And I bet you didn't go to that lovely pub across the road for lunch either... it's a shame if you missed it 'cos the food and beer there are awesome!

Thanks for posting and thanks again for your interest in our website, I'm very flattered.


----------



## froggie25 (Mar 13, 2014)

Well hello TeeJF,

I'm glad you liked my adventure to Babies Castle and i hope you didn't mind me adding your website link?? Sadly i found no records or the pub i ran out of time and seeing as it was my first outing by myself i felt uneasy on whether i should of been there or not lol... Maybe you can teach a newbie and a few things and team up? Kimxx


----------



## TeeJF (Mar 14, 2014)

froggie25 said:


> Well hello TeeJF,
> 
> i hope you didn't mind me adding your website link?? Sadly i found no records or the pub...

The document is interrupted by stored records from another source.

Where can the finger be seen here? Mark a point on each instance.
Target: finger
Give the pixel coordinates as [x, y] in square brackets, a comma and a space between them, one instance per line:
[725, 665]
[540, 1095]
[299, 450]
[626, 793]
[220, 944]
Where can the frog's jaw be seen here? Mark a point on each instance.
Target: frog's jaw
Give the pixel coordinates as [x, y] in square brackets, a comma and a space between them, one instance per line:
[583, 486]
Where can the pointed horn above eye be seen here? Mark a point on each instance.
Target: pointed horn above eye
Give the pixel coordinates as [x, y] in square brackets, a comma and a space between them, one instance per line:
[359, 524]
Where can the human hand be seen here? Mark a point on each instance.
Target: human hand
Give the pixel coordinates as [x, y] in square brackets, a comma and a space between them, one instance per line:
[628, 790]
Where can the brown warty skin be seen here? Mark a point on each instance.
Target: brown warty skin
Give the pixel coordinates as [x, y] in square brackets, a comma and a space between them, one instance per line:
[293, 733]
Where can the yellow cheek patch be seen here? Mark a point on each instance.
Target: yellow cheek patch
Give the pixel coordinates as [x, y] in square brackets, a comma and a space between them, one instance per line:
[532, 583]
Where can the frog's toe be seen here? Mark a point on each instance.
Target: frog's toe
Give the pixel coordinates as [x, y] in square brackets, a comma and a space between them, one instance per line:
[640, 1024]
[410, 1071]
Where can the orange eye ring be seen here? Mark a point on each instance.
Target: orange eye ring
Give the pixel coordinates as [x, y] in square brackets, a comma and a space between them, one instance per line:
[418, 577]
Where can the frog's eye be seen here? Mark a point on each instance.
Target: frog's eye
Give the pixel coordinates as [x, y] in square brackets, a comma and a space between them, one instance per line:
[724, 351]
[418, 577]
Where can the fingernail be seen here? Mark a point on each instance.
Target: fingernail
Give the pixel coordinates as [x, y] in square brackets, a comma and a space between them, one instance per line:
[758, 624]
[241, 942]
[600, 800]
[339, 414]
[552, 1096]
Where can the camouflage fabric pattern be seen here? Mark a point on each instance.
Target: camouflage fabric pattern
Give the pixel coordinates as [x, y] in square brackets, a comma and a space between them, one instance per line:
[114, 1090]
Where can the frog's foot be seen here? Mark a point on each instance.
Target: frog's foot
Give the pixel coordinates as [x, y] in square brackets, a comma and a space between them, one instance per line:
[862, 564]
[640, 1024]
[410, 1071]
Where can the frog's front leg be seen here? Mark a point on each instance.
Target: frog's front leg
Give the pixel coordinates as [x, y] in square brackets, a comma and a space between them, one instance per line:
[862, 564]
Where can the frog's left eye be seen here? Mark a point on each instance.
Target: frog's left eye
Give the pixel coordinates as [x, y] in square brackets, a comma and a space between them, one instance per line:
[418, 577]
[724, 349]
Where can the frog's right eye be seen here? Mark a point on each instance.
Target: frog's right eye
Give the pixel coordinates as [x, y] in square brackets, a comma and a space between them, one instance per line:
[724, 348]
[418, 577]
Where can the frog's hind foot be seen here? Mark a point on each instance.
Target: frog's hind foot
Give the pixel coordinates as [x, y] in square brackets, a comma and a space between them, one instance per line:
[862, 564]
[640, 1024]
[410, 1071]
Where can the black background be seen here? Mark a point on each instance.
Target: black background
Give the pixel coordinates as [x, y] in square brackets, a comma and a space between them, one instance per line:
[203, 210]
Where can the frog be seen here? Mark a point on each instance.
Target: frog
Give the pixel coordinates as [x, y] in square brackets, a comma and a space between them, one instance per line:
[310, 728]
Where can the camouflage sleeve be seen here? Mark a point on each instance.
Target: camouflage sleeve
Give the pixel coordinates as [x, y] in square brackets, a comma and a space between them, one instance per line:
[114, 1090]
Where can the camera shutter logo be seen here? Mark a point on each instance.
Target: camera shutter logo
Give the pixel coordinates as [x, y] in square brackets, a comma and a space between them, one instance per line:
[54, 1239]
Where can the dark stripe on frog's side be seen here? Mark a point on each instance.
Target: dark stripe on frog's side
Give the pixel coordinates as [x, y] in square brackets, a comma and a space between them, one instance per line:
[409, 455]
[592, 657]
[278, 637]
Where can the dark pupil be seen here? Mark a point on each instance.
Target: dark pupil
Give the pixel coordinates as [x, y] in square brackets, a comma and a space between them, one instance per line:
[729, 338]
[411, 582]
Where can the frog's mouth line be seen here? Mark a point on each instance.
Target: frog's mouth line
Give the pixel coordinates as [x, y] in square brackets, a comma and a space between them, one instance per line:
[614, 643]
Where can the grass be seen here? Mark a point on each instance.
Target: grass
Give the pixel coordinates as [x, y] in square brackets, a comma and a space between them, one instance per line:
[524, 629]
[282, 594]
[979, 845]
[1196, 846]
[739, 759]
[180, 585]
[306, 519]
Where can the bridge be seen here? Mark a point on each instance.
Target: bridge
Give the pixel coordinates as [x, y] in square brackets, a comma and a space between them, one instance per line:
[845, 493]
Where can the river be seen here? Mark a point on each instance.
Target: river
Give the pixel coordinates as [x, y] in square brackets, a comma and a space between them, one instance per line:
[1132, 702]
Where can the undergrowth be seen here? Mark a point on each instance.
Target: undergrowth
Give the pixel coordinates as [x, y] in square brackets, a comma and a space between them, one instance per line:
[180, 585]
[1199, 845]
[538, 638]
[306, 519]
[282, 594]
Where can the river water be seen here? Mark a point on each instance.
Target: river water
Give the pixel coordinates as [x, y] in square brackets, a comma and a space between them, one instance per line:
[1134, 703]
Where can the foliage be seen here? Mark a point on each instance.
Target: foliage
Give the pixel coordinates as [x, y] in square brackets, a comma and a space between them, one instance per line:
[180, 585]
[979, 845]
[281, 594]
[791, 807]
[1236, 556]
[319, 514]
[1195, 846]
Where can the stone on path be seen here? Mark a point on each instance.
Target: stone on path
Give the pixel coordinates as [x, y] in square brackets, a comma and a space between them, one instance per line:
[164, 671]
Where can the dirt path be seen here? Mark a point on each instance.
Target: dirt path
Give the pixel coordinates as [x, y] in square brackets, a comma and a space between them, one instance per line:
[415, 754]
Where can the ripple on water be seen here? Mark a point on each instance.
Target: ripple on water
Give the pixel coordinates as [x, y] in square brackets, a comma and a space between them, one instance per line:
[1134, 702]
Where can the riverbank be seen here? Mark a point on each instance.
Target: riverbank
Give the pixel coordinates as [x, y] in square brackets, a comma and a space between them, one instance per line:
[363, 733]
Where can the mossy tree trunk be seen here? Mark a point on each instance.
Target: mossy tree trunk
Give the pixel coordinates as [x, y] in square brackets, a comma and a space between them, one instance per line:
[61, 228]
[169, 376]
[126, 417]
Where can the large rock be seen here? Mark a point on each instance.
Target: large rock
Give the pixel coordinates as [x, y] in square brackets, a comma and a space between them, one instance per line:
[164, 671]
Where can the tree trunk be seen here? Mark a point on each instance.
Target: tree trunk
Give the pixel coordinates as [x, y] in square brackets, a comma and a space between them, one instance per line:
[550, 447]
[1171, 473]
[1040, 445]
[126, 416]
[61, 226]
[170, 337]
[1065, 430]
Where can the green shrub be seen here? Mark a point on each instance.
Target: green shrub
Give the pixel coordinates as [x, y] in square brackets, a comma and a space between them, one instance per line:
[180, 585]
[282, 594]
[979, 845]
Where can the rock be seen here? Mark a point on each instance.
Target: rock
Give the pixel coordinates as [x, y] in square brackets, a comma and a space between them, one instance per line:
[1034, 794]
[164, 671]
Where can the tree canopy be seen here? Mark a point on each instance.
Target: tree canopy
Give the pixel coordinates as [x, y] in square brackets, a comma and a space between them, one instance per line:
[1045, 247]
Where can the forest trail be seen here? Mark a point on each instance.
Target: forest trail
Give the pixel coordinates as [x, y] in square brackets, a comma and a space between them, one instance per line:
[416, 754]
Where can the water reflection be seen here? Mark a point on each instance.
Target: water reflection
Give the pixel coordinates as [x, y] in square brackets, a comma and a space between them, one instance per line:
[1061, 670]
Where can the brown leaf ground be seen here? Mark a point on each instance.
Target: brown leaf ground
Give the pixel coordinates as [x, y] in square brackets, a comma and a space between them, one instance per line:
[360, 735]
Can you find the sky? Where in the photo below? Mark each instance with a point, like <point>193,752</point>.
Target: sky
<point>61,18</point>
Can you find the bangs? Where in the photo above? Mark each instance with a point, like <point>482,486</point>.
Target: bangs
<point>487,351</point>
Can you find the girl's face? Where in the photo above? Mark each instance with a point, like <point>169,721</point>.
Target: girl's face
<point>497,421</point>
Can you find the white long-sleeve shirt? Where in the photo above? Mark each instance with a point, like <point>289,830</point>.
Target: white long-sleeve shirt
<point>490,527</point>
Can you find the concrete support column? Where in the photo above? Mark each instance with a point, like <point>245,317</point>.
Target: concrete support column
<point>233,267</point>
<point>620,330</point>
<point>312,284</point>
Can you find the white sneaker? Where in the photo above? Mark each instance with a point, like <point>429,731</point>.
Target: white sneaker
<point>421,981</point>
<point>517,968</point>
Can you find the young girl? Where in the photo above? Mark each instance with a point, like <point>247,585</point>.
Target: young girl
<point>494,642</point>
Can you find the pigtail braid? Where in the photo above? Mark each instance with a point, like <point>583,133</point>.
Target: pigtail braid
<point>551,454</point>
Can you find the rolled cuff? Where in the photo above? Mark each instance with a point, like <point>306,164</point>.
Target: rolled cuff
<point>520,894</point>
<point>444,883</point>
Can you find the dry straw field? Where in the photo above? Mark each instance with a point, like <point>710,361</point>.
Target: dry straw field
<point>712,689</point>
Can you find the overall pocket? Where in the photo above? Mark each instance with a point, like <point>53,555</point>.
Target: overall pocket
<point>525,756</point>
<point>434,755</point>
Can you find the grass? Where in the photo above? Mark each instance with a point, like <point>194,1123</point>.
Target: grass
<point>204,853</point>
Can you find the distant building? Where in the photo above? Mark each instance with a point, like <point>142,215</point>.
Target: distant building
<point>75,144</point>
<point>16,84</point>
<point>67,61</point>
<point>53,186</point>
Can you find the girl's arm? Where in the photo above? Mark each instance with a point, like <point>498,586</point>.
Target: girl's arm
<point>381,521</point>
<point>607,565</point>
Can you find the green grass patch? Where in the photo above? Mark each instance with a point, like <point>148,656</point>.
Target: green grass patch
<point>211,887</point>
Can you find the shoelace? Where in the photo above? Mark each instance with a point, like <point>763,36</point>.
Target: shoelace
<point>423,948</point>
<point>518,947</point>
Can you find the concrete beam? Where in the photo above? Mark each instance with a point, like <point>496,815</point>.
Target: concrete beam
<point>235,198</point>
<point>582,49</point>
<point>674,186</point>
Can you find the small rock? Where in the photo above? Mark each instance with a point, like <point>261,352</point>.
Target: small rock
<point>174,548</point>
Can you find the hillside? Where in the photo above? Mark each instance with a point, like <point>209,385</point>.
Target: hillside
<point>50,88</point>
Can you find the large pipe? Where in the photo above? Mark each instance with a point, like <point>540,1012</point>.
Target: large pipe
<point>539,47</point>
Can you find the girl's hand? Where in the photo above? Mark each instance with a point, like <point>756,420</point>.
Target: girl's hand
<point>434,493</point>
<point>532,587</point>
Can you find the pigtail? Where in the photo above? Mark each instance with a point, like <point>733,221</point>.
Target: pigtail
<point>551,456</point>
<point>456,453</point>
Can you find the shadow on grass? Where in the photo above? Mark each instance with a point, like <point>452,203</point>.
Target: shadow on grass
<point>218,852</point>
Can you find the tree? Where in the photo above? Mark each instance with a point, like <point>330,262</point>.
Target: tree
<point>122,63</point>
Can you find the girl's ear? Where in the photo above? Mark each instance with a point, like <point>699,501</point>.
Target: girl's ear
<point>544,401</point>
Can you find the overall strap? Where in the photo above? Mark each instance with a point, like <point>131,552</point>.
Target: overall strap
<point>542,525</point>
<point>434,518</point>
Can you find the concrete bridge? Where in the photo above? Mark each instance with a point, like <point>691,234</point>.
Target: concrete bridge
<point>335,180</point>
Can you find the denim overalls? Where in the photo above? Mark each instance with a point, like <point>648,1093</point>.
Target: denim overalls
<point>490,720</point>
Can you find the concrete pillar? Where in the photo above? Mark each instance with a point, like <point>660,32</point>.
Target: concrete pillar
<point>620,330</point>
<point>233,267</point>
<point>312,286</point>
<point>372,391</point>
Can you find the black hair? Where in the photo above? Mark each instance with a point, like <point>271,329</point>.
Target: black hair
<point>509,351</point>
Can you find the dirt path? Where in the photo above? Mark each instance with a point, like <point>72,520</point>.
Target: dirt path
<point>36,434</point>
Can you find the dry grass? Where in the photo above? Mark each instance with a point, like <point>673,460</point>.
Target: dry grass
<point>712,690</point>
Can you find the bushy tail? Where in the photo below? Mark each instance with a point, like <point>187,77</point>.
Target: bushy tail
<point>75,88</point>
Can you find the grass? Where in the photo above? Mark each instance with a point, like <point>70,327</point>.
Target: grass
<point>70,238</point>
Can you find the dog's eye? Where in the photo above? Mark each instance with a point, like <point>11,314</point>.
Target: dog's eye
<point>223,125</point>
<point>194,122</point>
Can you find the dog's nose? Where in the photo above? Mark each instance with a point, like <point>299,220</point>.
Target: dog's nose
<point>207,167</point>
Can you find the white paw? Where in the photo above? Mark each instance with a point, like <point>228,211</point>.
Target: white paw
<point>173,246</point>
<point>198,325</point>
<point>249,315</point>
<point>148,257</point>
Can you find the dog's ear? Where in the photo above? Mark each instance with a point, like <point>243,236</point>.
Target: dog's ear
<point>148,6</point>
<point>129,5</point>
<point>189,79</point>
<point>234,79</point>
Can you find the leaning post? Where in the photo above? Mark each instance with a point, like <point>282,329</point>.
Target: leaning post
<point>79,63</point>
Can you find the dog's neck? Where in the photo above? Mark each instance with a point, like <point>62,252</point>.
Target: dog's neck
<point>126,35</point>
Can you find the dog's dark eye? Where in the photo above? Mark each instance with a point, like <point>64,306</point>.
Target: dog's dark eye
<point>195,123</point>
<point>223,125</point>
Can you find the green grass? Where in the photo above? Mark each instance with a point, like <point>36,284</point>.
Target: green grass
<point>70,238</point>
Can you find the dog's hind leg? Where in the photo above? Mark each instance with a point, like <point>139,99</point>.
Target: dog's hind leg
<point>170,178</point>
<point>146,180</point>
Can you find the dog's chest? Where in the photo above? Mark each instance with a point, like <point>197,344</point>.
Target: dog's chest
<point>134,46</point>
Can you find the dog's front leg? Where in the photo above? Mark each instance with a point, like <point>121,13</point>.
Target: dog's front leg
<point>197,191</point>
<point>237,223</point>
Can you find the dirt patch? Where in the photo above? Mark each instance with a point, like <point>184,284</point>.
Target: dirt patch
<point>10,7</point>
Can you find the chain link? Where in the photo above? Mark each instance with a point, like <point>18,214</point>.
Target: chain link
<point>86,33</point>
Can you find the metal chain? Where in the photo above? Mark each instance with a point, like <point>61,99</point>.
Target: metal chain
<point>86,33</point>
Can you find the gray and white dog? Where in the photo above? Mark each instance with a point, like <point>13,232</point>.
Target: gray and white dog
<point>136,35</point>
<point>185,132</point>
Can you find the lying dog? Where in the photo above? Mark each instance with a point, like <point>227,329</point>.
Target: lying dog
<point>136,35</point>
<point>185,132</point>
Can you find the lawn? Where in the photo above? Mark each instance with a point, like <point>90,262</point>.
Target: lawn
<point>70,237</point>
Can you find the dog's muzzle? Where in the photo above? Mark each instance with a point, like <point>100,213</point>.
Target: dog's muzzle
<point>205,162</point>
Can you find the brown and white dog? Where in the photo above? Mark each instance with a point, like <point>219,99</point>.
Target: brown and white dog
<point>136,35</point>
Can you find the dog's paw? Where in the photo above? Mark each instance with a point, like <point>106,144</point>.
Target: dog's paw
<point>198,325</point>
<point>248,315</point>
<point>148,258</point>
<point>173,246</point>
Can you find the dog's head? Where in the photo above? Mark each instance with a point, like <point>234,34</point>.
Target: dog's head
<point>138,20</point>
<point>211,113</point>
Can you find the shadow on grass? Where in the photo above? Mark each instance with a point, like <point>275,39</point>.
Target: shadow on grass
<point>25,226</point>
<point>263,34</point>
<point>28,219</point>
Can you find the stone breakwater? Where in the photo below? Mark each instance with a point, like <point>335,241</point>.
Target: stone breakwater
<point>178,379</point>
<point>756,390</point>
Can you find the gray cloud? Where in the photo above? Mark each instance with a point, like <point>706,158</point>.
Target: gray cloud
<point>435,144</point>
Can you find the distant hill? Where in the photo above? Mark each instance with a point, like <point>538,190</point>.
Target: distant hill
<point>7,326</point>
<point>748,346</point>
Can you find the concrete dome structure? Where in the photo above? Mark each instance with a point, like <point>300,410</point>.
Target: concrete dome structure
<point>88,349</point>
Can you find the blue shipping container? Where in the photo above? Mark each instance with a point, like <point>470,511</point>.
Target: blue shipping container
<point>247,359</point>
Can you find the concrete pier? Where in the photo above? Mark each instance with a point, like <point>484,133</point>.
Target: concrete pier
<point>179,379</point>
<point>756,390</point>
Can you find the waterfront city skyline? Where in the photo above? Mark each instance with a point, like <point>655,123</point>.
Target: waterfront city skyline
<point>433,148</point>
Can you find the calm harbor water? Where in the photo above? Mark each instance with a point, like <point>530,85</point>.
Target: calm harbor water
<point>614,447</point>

Hiya, of course we don't mind at all! 

Pity you missed the pub, it's a gem! As to the records - it was stuff like death certificates, bank account info etc. all for just one or perhaps two people. I was rather shocked to find it and the fact you didn't see it hopefully means it has rotted away beyond recognition now. It's not good that this stuff was left behind and I had half an idea I should have lifted it and destroyed it at the time - but then that's not within the urbex code of conduct is it. 

I hate moral dilemmas!!!


----------



## cunningplan (Mar 19, 2014)

Great report, shame you didn't get in, but then its a bit of a tip in there anyway (I parked in the pub car park, but a bit early for it to be open  )


----------



## froggie25 (Mar 26, 2014)

Thanks Cunningplan for liking my report. Let me know if your ever back in Kent....


----------